Les médias britanniques ont rapporté que le gouvernement du Royaume-Uni souhaitait subordonner l'octroi de nouvelles aides financières à la France à la réalisation d'objectifs plus ambitieux en matière de réduction du nombre de bateaux. Paris s'est opposée à cette idée, avertissant qu'une telle mesure pourrait mettre des vies en danger.
Près de 42 000 migrants ont débarqué sur la côte sud de l’Angleterre en 2025, le deuxième total le plus élevé depuis le début des enregistrements en 2018, selon les chiffres du gouvernement.

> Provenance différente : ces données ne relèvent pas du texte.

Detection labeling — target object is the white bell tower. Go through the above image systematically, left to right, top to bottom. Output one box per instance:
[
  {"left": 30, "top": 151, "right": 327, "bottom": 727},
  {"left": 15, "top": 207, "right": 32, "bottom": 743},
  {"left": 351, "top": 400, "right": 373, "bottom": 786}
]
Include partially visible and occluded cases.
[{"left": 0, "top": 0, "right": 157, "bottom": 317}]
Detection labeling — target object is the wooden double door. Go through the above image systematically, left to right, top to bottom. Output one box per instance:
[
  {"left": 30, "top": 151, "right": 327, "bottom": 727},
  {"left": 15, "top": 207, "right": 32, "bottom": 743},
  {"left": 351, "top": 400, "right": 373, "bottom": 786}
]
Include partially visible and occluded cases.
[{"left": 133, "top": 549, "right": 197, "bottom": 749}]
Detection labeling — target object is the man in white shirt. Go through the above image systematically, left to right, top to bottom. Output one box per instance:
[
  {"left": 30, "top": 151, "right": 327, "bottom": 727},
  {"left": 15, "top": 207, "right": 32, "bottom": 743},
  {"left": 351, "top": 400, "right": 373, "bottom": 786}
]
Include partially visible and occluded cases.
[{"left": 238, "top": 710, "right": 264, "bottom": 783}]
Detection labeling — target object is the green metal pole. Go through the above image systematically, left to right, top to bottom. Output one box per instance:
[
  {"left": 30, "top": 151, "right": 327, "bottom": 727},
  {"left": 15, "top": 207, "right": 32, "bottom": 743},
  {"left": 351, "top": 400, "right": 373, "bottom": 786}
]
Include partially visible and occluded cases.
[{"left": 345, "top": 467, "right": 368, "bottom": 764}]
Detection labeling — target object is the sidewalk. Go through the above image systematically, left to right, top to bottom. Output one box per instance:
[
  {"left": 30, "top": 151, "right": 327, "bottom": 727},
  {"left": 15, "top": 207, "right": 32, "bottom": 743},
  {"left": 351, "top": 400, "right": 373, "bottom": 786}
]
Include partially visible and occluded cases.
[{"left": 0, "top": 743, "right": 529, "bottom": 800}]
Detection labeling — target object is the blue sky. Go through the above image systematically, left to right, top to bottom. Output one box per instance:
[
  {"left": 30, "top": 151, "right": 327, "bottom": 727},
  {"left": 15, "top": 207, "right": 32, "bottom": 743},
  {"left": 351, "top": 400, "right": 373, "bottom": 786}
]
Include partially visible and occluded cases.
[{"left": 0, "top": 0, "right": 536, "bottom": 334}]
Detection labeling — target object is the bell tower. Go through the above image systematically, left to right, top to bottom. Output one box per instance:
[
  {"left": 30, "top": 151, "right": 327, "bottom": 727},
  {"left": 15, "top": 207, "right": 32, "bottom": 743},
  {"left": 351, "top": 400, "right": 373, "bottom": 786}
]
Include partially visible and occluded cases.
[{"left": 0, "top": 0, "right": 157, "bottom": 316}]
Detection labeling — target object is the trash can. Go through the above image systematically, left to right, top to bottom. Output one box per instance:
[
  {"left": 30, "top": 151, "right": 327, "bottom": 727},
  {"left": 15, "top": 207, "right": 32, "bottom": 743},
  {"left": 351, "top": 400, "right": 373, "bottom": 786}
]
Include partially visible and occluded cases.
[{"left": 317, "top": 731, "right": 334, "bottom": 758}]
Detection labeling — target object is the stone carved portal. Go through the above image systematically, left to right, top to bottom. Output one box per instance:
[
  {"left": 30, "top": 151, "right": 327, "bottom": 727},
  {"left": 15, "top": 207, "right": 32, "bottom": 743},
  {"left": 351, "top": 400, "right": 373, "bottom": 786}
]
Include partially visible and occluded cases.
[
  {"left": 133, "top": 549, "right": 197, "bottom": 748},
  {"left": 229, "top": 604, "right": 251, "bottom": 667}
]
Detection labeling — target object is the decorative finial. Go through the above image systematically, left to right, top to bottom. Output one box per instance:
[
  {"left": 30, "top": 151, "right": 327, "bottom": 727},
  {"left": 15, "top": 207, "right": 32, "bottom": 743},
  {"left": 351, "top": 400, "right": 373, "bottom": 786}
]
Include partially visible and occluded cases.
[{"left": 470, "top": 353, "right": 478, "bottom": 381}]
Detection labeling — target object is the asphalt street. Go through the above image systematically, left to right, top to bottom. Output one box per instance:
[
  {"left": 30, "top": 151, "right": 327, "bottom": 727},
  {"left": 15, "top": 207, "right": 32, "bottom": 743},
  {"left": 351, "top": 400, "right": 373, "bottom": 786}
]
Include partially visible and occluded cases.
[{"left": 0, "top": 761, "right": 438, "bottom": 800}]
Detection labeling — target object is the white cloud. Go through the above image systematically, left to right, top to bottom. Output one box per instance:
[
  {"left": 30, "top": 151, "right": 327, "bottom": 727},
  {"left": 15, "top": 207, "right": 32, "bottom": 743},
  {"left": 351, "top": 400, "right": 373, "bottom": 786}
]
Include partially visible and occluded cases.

38 autres victimes en Méditerranée et en mer Égée
Un nouveau drame s'est déroulé ce mercredi au large de Lampedusa, île italienne située entre la Sicile et la Tunisie : les garde-côtes ont repêché les corps de dix-neuf personnes, a rapporté le maire, Filippo Mannino. Sept autres migrants, dont deux enfants, étaient soignés pour "hypothermie et intoxication par des vapeurs d'hydrocarbures", a-t-il précisé. Cinq migrants se trouvaient également dans un état critique après avoir été secourus à environ 135 kilomètres des côtes italiennes.
Depuis le début de l'année, 624 migrants sont morts ou portés disparus en Méditerranée centrale, selon l'Organisation internationale pour les migrations des Nations unies. La dernière catastrophe impliquant des migrants à Lampedusa remonte à août dernier, lorsque 27 personnes ont trouvé la mort dans deux naufrages au large de la côte.
En mer Égée, un bateau transportant des migrants afghans a chaviré ce mercredi au large de Bodrum, en Turquie, alors qu'il tentait d'échapper aux garde-côtes dans des eaux agitées, faisant dix-neuf morts, dont un bébé, ont indiqué des responsables. Tous étaient originaires d'Afghanistan, a précisé Idris Akbıyık, gouverneur de la province de Muğla, cité par l'agence d'État Anadolu.